Today, as COVID-19 case rates in California have jumped to their highest levels yet — more than six times the peak of the delta variant wave — updated workplace rules are kicking in to better help protect workers vaccinated against COVID-19.
The revised rules come from the California Division of Safety and Health — also known as Cal/OSHA — which regulates health and safety in California workplaces.
Changes include:
Testing: If there’s an outbreak at work, employers need to make FDA-approved COVID tests available to exposed employees at no cost, during paid time — and now that also goes for vaccinated, asymptomatic workers who were exposed.
Tests can no longer be self-administered and self-read. In other words, workers can’t take a test at home by themselves. Tests that are processed by a lab, or observed by a medical professional during a telehealth appointment, or administered and observed by medical professionals or an employer are still okay.
Who gets sent home after exposure: Previously, if a fully vaccinated person had close contact with a COVID-positive person, but didn’t develop symptoms, they didn’t need to be sent home from work.
Now, vaccinated asymptomatic people need to be sent home from work unless they wear a mask and maintain 6 feet of distance from others for two weeks.
Updating what counts as a mask: If workers choose to wear a fabric mask, rather than a surgical or medical one, the new rules clarify that it needs to be sufficiently thick and tightly woven to not let light pass through it when held up to a light source.
The rules also require employers to ensure workers wear masks as required by California’s public health department.
On Dec. 15, a new statewide mask mandate that includes workplaces went into effect, and it’s slated to remain in place until Feb. 15. Workers need to wear masks indoors, but if a worker is alone in a room with a closed door, or if the workplace is a single person operation, masks aren’t needed.
Right now, employers aren’t required to offer workers additional sick leave for COVID. In March, Gov. Gavin Newsom signed a law requiring employers with 25 or more workers to offer up to 80 hours of supplemental paid leave for COVID. But that law expired in September, leaving some workers without the ability to take days off to recover from the virus, or to quarantine if they were exposed. Federal guidelines recommend that anyone who tests positive for the virus quarantine for five days. But without any additional COVID sick leave, workers in California are legally entitled to just three days of paid sick leave annually.

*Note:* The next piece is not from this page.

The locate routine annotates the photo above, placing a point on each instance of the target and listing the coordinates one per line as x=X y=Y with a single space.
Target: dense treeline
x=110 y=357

Some legislators are pushing to bring back supplemental COVID sick leave in 2022, and the governor said working on sick leave was a “top priority” for him when he rolled out his budget proposal in early January.
Business pushes back on California COVID rules
Business and industry advocates protested the new rules at a public meeting in mid-December. Melissa Patack, vice president of state government affairs for the Motion Picture Association, said the new rules requiring asymptomatic, vaccinated workers who were exposed to maintain 6 feet of distance would be challenging for her industry.
“Those who work closely with actors such as those who style hair, those who apply makeup…cannot maintain six feet of distance from the actor when doing their work,” she said.
Robert Moutrie, a policy advocate with the California Chamber of Commerce, pointed out that the changes mean employers are on the hook for providing even more tests to employees, and tests are in short supply.
What comes next
During that December meeting, business advocates critiqued the system of updating temporary rules every few months, saying it was hard for employers to keep up.
The new rules are set to expire in mid-April. Originally, regulators were going to be forced to come up with a longer term solution at that point, but just hours after the new temporary rules were approved in December, Gov. Newsom issued an executive order allowing regulators to do one more temporary revision and extension of the rules.
How, exactly, are employers supposed to ensure workers’ fabric masks meet the new standard of not letting light pass through? And what are companies supposed to do if they can’t acquire enough COVID tests? As the revised rules go into effect, figuring out how to follow them may be no simple task.